Y, sobre todo, dime: en el caso de que adquieras esa fe que no tienes, ¿estás resuelto a vivir conforme a lo que ella te enseña y manda, a dejar tus vicios y malas costumbres, a sacrificar tus caprichos, a sufrir privaciones, a llevar, en fin, con resignación todos los trabajos con que Dios quiera probarte? Porque ya sabes el adagio: no hay peor sordo que el que no quiere oír, Y si tu corazón vicioso está interesado en no conocer a la verdad, De seguro no la conocerás nunca.

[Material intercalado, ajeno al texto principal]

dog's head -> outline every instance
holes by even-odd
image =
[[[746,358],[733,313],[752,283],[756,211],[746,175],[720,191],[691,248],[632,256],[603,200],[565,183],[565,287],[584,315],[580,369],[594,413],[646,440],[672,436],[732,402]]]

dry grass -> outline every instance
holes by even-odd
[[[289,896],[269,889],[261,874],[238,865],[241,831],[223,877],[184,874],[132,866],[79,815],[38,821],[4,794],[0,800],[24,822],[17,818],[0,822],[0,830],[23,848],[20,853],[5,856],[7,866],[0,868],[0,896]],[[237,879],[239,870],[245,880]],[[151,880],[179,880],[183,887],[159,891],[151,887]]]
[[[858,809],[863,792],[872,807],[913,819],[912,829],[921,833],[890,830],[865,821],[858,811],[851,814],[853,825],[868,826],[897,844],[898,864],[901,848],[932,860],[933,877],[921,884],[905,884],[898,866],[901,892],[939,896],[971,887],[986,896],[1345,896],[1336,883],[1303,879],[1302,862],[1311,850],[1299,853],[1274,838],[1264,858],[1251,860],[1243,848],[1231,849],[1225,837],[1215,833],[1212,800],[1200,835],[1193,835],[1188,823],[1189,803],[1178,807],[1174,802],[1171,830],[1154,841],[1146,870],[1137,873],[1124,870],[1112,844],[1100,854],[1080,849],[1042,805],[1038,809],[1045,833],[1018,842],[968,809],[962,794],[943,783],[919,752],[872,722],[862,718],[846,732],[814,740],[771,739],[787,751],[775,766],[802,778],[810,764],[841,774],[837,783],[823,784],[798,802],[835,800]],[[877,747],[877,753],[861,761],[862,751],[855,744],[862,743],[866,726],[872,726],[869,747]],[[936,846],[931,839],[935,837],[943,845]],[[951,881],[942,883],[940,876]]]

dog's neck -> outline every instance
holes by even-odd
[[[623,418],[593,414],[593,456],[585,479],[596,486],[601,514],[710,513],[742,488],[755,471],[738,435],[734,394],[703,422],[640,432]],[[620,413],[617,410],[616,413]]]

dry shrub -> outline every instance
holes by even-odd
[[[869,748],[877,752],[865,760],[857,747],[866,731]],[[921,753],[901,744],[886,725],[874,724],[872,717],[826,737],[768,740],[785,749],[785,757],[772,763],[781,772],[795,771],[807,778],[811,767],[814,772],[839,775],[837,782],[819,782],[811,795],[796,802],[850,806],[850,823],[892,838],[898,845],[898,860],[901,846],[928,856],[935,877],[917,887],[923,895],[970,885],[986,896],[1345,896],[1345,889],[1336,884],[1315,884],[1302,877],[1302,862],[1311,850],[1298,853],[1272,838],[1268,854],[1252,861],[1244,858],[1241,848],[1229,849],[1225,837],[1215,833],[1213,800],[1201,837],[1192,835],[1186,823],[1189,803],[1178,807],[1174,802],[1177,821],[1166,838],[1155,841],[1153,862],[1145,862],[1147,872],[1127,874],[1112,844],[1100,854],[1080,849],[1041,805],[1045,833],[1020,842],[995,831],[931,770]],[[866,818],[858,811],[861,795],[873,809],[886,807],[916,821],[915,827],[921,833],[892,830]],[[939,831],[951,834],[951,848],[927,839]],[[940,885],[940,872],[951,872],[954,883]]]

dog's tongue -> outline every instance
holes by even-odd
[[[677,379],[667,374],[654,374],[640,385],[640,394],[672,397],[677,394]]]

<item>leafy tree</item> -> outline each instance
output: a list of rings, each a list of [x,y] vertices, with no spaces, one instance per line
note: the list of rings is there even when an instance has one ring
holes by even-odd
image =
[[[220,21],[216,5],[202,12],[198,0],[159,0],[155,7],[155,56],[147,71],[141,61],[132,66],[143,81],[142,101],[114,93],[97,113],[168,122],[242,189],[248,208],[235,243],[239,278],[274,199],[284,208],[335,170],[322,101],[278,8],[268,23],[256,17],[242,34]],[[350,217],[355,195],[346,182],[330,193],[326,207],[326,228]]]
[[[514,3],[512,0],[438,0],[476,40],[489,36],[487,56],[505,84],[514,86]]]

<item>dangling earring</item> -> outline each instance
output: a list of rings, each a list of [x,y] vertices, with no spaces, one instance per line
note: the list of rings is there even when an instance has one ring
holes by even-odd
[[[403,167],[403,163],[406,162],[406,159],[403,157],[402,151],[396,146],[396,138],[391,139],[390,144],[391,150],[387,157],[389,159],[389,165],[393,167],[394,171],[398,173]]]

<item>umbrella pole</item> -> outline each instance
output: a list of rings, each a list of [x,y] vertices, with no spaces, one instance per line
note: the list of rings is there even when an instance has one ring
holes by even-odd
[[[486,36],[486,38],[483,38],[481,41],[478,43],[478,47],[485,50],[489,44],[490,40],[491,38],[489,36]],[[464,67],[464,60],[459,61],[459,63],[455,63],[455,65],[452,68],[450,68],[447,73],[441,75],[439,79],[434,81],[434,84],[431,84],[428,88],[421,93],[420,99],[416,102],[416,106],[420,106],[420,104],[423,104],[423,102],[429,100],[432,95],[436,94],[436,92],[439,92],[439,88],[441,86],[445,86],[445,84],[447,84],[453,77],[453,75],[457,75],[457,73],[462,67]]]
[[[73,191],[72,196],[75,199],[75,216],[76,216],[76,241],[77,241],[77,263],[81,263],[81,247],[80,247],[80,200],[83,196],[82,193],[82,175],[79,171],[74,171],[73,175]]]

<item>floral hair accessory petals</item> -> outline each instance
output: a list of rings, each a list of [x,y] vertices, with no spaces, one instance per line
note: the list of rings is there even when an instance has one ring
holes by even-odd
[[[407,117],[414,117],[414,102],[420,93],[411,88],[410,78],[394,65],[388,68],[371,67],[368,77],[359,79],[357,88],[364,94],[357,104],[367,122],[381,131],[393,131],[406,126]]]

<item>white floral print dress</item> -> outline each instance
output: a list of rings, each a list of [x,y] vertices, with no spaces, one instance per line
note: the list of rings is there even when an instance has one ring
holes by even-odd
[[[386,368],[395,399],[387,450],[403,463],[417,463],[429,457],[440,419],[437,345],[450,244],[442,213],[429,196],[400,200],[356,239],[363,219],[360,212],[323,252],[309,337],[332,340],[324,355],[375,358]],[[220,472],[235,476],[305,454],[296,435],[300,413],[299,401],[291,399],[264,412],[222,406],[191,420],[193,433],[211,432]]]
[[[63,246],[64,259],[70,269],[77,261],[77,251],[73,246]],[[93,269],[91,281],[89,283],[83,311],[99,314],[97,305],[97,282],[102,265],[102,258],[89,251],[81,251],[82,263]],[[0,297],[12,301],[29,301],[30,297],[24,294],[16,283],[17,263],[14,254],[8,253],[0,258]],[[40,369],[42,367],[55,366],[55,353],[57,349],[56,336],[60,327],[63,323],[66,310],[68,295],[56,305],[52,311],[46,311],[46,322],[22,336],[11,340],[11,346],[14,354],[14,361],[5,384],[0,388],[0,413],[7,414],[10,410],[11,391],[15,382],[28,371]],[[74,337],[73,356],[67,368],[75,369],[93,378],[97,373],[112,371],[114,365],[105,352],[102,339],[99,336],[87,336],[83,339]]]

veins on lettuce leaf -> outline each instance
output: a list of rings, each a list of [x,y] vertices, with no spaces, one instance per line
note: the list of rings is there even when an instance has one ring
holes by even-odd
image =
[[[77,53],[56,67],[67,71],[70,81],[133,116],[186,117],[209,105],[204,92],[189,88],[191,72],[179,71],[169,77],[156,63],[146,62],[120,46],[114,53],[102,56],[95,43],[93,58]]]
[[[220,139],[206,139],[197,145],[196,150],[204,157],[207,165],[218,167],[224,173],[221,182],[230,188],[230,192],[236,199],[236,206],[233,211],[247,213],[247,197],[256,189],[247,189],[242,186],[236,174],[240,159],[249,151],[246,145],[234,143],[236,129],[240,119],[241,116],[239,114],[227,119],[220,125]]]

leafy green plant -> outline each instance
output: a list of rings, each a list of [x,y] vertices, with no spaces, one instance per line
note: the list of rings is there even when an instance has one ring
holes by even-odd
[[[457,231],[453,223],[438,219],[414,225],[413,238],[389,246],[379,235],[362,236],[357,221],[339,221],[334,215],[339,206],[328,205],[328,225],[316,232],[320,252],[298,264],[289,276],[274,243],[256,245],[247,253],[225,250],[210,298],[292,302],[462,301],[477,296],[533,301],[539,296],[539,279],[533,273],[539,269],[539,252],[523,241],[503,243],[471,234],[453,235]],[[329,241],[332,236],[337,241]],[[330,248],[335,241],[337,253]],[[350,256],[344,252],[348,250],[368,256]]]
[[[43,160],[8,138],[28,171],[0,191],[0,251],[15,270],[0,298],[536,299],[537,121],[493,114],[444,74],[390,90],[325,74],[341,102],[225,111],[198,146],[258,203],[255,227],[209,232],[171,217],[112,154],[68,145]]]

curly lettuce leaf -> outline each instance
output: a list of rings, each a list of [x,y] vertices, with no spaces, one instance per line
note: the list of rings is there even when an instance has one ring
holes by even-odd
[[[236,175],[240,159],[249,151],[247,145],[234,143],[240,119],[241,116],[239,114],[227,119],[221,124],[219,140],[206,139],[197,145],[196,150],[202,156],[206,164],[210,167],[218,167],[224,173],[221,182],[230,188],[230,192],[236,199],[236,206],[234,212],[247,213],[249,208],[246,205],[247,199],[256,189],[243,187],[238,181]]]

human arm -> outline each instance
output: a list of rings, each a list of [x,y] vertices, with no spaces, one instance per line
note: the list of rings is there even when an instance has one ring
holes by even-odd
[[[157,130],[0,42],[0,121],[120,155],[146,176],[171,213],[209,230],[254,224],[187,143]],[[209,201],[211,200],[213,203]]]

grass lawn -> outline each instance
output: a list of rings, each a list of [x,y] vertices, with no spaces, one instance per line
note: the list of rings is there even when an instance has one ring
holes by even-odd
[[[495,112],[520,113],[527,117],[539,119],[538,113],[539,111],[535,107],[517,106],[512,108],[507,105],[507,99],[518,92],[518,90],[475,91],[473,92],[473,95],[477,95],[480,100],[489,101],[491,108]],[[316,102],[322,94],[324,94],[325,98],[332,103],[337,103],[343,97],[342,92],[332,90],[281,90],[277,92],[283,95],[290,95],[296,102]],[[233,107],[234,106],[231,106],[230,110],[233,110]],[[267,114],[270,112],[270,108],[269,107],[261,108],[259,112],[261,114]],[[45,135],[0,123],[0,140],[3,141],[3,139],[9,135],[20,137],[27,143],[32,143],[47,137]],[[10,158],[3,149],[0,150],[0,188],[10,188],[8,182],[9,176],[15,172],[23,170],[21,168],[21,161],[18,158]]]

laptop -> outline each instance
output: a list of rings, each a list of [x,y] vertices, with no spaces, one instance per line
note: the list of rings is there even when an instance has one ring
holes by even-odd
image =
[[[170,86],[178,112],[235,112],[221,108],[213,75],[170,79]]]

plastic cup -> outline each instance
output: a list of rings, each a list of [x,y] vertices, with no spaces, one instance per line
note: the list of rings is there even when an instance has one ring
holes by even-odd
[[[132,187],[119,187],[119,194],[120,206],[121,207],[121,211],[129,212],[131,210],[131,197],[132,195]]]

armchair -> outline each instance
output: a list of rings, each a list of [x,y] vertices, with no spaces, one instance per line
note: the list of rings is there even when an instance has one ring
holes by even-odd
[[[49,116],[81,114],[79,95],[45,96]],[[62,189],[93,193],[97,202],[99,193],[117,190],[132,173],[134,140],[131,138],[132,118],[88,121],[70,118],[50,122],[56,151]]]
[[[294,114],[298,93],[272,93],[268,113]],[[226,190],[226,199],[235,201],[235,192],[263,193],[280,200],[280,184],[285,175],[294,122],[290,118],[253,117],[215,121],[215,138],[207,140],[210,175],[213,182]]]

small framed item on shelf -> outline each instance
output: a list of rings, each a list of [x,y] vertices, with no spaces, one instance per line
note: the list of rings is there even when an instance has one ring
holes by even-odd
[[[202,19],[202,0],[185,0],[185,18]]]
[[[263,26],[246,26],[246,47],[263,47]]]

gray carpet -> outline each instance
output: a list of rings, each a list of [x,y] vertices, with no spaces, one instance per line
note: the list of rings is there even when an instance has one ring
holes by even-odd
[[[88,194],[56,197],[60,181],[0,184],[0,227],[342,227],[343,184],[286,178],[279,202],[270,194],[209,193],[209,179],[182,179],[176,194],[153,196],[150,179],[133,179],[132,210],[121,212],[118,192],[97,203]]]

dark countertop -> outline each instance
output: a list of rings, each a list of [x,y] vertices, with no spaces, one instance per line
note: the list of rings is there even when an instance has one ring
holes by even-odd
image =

Pero no digas entonces que no puedes, sino que no quieres; serás como un hombre que hubiese tomado aborrecimiento a la luz y no abriera los ojos por no verla.

Cuidado, hijito, que esta seriedad voluntaria es la mayor ofensa que puede hacerse a Dios, y no te servirá ella de descargo cuando llegue el gran ajuste de cuentas ante Aquel que ha dicho: “El que cree en Mí, tendrá la vida eterna; y el que no cree, ya está condenado”. Tú conoces que Jesucristo no podía haber dicho esto, si fuera posible una sola vez siquiera, que se quisiera tener fe y no se pudiera lograrlo. 

Créeme, hijo mío, el que la quiere, la tiene; y el que dice que no puede tenerla, es porque no la quiere. Desea tú tenerla, pídesela a Dios, y yo, en nombre de Jesucristo, te aseguro que la tendrás.

Continúa...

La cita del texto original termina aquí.